Love eating chicken? Thank hungry Medieval Catholics.
Two legs good, four legs bad
Before they gave us nuggets, fillets, and scrambled eggs, chickens started out as wild birds in the jungles of Southeast Asia. Humans started breeding and raising chickens some 6,000 years ago, and since then, Gallus gallus domesticus has undergone some pretty significant genetic changes from its predecessor.
By analyzing DNA from the bones of ancient chickens, a new study has found that some of the gene changes that make modern chicken farming possible came out of Medieval Europe—and that religious rituals may be to thank (or blame).
Chickens started becoming common in Europe around 800 A.D., during the Middle Ages. Around this time, Catholicism was also spreading, so people have speculated that Christianity’s ban on eating four-legged animals during fasting periods may have lead to the chicken’s rising prominence—and the authors found that a few genetic changes may have helped along the way.
Starting around 800 A.D., a new variant of the gene TSHR showed up in European chickens and spread quickly.

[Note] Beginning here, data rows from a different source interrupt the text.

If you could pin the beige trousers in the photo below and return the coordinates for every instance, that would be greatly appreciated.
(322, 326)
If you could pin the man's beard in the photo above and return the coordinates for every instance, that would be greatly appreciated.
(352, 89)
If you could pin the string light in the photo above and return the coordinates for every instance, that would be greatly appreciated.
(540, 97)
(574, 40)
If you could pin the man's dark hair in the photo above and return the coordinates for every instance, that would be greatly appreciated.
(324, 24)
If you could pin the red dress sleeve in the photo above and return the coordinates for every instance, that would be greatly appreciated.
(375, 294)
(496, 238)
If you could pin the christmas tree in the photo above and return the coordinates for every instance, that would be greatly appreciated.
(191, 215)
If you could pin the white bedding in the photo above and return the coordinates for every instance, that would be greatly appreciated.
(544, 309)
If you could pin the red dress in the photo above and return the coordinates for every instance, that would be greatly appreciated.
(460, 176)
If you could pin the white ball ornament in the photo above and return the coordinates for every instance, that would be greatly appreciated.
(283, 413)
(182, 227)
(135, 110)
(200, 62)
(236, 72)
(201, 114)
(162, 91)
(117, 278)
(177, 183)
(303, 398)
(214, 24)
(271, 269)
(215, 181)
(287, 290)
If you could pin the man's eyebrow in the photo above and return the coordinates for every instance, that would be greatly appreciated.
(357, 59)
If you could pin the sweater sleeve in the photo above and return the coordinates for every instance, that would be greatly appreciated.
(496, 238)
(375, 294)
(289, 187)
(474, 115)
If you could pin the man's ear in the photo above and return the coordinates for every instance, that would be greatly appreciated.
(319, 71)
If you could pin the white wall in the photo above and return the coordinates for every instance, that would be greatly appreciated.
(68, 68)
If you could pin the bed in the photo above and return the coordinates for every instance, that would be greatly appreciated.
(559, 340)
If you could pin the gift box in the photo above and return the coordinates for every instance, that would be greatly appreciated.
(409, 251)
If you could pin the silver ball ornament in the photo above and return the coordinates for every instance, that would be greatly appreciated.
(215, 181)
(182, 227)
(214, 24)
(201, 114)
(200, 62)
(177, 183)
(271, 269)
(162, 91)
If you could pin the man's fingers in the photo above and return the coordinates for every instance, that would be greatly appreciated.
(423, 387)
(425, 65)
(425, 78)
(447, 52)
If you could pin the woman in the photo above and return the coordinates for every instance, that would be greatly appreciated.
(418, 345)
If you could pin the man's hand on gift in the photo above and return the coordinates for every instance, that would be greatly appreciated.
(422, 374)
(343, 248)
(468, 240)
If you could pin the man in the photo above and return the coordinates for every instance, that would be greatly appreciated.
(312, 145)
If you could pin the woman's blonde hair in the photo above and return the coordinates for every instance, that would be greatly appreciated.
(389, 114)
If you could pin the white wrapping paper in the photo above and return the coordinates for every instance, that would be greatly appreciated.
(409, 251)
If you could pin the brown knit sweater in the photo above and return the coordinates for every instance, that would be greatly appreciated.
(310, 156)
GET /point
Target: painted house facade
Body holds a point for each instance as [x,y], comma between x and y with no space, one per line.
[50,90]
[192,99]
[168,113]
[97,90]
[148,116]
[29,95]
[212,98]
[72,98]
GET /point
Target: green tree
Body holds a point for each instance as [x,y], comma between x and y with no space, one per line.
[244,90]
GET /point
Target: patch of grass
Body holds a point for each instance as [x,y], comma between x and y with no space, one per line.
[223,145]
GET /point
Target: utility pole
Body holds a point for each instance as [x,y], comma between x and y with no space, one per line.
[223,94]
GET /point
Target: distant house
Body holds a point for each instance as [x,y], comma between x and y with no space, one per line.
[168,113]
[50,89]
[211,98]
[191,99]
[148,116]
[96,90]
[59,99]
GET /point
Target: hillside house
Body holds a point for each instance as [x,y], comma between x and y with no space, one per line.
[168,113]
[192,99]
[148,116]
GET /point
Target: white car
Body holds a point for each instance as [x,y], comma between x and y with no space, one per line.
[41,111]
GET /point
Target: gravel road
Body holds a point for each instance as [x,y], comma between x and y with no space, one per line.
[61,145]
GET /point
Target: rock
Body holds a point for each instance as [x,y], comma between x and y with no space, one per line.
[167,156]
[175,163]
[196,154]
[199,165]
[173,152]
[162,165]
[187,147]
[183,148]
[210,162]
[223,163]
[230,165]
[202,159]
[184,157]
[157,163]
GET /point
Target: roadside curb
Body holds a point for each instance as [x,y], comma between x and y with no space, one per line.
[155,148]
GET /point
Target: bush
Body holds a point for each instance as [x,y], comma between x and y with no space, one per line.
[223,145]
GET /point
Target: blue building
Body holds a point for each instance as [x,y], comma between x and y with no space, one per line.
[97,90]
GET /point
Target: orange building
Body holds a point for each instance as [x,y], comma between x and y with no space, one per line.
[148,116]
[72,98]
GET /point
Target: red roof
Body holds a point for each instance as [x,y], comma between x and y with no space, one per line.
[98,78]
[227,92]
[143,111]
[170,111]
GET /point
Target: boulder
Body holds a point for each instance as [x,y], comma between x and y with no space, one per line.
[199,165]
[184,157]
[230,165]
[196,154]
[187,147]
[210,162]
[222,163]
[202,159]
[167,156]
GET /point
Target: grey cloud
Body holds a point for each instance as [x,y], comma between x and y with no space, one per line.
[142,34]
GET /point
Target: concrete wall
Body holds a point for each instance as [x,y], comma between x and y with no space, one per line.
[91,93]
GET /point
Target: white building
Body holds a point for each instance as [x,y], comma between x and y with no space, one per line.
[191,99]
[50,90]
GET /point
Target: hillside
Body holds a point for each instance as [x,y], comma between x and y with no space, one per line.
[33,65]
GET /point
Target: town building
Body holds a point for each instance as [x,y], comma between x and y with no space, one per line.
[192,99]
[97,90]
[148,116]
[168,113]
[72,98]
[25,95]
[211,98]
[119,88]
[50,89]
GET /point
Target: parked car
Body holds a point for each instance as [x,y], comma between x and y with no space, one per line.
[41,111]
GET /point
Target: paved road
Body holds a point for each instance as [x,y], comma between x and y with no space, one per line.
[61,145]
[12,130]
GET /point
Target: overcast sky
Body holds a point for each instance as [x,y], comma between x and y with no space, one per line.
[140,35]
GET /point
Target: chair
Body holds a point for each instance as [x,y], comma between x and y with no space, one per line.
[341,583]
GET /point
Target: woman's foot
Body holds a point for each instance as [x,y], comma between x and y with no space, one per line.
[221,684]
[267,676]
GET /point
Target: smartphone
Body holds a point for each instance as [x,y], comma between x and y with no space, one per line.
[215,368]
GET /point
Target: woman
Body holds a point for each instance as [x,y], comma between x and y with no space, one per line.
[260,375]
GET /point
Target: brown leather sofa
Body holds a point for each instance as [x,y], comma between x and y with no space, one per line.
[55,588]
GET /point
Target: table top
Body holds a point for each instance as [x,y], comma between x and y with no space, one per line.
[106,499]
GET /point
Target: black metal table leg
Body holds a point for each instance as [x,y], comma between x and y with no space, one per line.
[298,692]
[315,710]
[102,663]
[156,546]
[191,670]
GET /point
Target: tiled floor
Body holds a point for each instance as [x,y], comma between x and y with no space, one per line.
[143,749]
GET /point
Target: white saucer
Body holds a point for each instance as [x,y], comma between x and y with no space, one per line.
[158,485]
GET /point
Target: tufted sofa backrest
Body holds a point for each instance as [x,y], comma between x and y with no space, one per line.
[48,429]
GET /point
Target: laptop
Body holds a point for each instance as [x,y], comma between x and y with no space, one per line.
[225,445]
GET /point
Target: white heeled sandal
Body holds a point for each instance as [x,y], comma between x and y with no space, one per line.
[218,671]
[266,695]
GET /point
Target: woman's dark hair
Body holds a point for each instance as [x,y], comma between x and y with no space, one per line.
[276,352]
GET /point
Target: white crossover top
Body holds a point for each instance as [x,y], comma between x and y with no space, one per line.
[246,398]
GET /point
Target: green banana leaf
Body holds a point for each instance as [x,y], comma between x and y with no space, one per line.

This variant allows the birds to lay eggs all year round, instead of just during a specific mating season like their wild relatives. It also makes them start laying eggs at a younger age, and seems to reduce a chicken’s fear of humans and aggression toward other chickens—all traits that would have been favorable to chicken farmers.
As farmers continued choosing the nicest and most productive chickens to breed the next generation, this version of TSHR spread over time. It’s now nearly ubiquitous in today’s commercial breeds, says study author Liisa Loog. “Ninety-nine percent of the chickens have it.” So if you’ve recently bought chicken at the supermarket or in a fast food restaurant, you can thank the Middle Ages—because the factory farm it likely came from might not be possible without the reduced aggression that comes with this gene variant.
“It certainly raises questions about whether we’d be able to have the big chicken farms we do today,” says Loog.
But did Catholicism really play a role in shaping chicken genetics? As with any study looking back in time, it’s difficult to sort out exactly what happened, and when— after all, correlation doesn’t prove causation. There is another possible explanation: Urbanization was also on the rise at the time, so animals who could live in small spaces without pecking each other to death might have been favored.
“We cannot say which one of these was most important,” said author Anders Eriksson in a press statement, “but most likely a combination of all these factors affected selective pressures on European chickens and consequently their evolution.”